Have your Wio Terminal type your passwords.
This sketch for the Seeed Wio Terminal (affiliate link) reads a list of encrypted passwords from a file "/crypted.txt" on the SD card and displays them on the screen of a Wio Terminal.
Once you have unlocked the software by keying in your master passcode, you can select an entry from the list by filtering and browsing with the 5-way joystick of the Wio Terminal. A password entry is selected by pressing the 5-way joystick.
The password is then typed to your computer by emulating a keyboard. This works for Windows, macOS, Linux, RaspberryPi and even on iPads.
You switch between filter and list views by pressing the leftmost button.
For a more detailed account of the PasswordVault's usage, please check out our wiki.
The passwords are stored encrypted with the XXTEA algorithm.
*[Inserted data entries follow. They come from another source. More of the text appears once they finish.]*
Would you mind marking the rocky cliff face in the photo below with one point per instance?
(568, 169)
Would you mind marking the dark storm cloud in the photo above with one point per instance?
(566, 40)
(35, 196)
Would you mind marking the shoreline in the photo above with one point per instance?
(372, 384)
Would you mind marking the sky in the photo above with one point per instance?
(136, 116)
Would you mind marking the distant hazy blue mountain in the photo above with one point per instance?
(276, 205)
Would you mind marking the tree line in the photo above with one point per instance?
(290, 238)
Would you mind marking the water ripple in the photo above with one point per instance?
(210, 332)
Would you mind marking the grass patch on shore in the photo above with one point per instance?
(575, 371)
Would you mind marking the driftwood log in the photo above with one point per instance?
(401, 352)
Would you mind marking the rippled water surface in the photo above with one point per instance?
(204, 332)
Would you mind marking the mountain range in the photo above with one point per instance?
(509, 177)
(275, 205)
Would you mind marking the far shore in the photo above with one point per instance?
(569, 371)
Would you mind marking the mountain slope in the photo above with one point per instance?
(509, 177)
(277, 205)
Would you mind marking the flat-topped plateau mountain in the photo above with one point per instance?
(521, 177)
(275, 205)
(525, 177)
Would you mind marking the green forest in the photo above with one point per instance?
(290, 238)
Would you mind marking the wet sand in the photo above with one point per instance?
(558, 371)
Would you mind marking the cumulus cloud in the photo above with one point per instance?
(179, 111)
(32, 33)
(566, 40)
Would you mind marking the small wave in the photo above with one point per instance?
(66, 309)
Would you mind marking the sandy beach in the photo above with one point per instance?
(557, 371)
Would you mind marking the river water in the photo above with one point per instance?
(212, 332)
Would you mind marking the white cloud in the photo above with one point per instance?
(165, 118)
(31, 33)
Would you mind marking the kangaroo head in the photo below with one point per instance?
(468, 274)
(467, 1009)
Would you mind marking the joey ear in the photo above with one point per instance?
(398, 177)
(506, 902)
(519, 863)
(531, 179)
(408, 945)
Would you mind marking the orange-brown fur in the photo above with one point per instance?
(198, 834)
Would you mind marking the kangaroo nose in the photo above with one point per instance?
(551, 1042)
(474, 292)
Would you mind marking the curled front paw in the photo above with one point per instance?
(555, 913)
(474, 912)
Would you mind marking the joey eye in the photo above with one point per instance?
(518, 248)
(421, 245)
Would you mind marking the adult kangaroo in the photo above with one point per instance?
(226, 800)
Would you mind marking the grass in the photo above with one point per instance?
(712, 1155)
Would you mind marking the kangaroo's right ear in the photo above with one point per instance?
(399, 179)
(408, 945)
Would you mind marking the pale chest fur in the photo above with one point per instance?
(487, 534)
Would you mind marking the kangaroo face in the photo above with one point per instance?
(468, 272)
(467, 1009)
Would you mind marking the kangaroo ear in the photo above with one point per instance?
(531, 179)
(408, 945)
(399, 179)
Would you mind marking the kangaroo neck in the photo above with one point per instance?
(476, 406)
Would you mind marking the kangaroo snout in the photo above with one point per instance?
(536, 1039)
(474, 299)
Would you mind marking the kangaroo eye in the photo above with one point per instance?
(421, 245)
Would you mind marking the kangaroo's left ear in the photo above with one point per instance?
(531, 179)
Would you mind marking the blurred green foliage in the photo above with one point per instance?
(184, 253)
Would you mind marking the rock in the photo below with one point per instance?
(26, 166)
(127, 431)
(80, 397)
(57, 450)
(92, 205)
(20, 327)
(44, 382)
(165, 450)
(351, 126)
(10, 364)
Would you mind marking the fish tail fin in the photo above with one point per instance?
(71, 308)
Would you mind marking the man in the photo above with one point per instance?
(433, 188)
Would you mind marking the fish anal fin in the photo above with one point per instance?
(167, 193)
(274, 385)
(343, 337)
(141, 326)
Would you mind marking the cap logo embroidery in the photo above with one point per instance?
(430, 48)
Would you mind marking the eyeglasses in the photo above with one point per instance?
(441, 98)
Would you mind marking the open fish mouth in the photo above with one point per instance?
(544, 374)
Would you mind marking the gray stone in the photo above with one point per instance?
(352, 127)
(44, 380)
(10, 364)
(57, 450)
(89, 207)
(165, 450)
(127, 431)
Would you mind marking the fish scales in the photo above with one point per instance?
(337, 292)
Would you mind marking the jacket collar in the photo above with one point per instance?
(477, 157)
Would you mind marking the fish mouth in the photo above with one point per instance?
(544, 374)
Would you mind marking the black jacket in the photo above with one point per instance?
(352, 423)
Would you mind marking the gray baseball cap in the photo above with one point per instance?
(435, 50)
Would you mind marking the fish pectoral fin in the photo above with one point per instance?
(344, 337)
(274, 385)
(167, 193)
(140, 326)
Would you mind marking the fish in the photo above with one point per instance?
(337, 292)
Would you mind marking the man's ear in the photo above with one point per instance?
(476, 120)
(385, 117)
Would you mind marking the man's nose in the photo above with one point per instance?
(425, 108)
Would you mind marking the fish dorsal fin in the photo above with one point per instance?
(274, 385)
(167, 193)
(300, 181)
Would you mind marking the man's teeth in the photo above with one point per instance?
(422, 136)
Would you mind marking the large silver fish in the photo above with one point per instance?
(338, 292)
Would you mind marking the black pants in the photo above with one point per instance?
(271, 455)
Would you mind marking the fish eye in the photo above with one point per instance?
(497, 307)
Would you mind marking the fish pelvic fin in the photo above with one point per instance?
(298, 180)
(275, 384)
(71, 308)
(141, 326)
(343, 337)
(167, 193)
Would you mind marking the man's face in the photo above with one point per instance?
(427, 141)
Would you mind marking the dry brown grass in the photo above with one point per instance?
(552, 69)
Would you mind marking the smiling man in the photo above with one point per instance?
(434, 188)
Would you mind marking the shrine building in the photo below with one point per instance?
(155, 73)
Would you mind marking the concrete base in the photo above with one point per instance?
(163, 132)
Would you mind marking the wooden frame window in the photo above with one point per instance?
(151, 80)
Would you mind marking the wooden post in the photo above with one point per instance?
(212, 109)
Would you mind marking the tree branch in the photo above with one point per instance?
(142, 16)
A simple python script is provided to create a file with encrypted passwords.
I use https://www.passwordstore.org/ to manage my passwords. There is a simple Python script passwords.py
to export these passwords into a file that PasswordVault can read.
To export your passwords, first install the dependencies into a virtual Python environment, then simply run it:
python3 -m venv env
source env/bin/activate
pip install -r requirements.txt
python3 passwords.py > passwd
ATTENTION: At this point, the passwords are stored in clear text. Don't leave the file passwd
lying around.
The next step is to encrypt the passwords. For this, you need a file with a master password. As this is also used to unlock the device, you can only use up to eight numbers as master password. Copy file env.example to a file named .env
and set a passwords from up to eight digits.
Now, run the encrypter:
python3 encrypt.py
Copy the resulting file crypted
to an SD card (formatted as FAT-16), as crypted.txt
.
In case your are not using pass
, there now is an example on how to manually create a password file and encrypt it.
Once you connect the Wio Terminal to a computer, you are greeted with a lock screen. Key in your master password and confirm with >
.
There are many commercial password managers. However, they are expensive, have tiny screens and too few buttons to be comfortably usable. Here are some examples:
- Password Vault by mwahid manages upt to four passwords
- Hardware password manager by Voja Antonic manages up to eight passwords
- CQKey - hardware password keeper has a small display and manages up to 10 passwords
- Automated Password Typer based on an ATmega with small screen and rotary switch
- Password Vault by John N Hansen (affiliate link) with small display and full keyboard
- Mooltipass with small screen and NFC card reader
There is even a paper notebook (affiliate link), specifically to keep passwords. Don't loose it :)
Here are more examples on Hackaday.
This PasswordVault is open source and uses open, powerful hardware. The Wio Terminal by Seeed (affiliate link) is inexpensive (about 39€), has a big screen, 5-way joystick and additional buttons. In even has WiFi and Bluetooth, so there is plenty room for more powerful features in the future.